Shortcomings of the bond orientational order parameters for the analysis of disordered particulate matter

Abstract

Local structure characterization with the bond-orientational order parameters q(4), q(6), ... introduced by Steinhardt et al. [Phys. Rev. B 28, 784 (1983)] has become a standard tool in condensed matter physics, with applications including glass, jamming, melting or crystallization transitions, and cluster formation. Here, we discuss two fundamental flaws in the definition of these parameters that significantly affect their interpretation for studies of disordered systems, and offer a remedy. First, the definition of the bond-orientational order parameters considers the geometrical arrangement of a set of nearest neighboring (NN) spheres, NN(p), around a given central particle p; we show that the choice of neighborhood definition can have a bigger influence on both the numerical values and qualitative trend of q(l) than a change of the physical parameters, such as packing fraction. Second, the discrete nature of neighborhood implies that NN(p) is not a continuous function of the particle coordinates; this discontinuity, inherited by q(l), leads to a lack of robustness of the q(l) as structure metrics.

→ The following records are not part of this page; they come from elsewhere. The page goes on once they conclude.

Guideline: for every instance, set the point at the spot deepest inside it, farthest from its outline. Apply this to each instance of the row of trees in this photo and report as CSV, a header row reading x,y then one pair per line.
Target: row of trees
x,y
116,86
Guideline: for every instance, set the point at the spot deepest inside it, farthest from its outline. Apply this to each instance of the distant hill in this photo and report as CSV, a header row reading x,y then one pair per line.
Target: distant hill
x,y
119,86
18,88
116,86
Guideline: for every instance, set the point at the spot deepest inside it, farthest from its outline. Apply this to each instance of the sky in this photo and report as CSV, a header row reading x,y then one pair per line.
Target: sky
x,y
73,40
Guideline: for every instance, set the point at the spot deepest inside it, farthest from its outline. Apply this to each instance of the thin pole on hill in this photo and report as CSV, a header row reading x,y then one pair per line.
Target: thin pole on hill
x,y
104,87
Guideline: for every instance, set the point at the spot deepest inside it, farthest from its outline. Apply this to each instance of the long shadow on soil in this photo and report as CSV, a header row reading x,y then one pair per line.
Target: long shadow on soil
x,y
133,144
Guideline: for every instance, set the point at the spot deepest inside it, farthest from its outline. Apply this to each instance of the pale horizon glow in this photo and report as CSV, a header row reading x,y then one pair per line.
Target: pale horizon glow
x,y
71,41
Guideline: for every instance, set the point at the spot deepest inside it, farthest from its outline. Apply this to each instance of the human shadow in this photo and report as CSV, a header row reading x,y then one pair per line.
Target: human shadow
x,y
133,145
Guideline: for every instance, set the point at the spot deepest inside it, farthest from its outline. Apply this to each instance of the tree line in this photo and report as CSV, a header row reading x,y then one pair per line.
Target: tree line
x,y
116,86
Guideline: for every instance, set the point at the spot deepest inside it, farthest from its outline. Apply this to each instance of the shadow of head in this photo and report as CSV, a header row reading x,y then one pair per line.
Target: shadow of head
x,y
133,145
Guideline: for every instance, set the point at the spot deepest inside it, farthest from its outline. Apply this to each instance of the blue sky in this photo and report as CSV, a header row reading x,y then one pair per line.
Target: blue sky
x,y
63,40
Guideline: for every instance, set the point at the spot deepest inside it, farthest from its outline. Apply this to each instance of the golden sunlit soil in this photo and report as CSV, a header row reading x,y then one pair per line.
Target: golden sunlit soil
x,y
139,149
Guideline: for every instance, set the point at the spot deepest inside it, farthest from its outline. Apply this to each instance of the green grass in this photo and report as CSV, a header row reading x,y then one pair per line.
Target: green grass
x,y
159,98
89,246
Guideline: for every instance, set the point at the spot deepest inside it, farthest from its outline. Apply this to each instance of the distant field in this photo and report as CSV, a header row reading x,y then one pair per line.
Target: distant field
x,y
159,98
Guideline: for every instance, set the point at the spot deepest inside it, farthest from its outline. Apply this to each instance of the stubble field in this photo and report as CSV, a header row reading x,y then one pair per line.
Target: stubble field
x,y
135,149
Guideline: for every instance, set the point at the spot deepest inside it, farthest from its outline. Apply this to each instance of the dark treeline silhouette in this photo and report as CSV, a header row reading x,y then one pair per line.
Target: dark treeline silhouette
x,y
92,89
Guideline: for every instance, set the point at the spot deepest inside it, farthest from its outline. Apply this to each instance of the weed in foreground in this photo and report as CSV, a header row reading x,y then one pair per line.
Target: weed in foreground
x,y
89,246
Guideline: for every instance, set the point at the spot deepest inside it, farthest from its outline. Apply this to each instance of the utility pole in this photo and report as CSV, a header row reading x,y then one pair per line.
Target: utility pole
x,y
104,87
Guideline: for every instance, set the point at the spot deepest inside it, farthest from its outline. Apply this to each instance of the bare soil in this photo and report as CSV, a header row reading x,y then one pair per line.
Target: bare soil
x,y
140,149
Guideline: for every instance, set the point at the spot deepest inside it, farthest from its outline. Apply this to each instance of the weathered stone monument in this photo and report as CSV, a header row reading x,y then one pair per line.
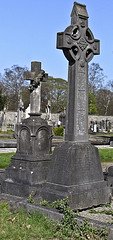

Both issues can be avoided by a morphometric approach leading to the robust Minkowski structure metrics q(l)'. These q(l)' are of a similar mathematical form as the conventional bond-orientational order parameters and are mathematically equivalent to the recently introduced Minkowski tensors [G. E. Schröder-Turk et al., Europhys. Lett. 90, 34001 (2010); S. Kapfer et al., Phys. Rev. E 85, 030301(R) (2012)].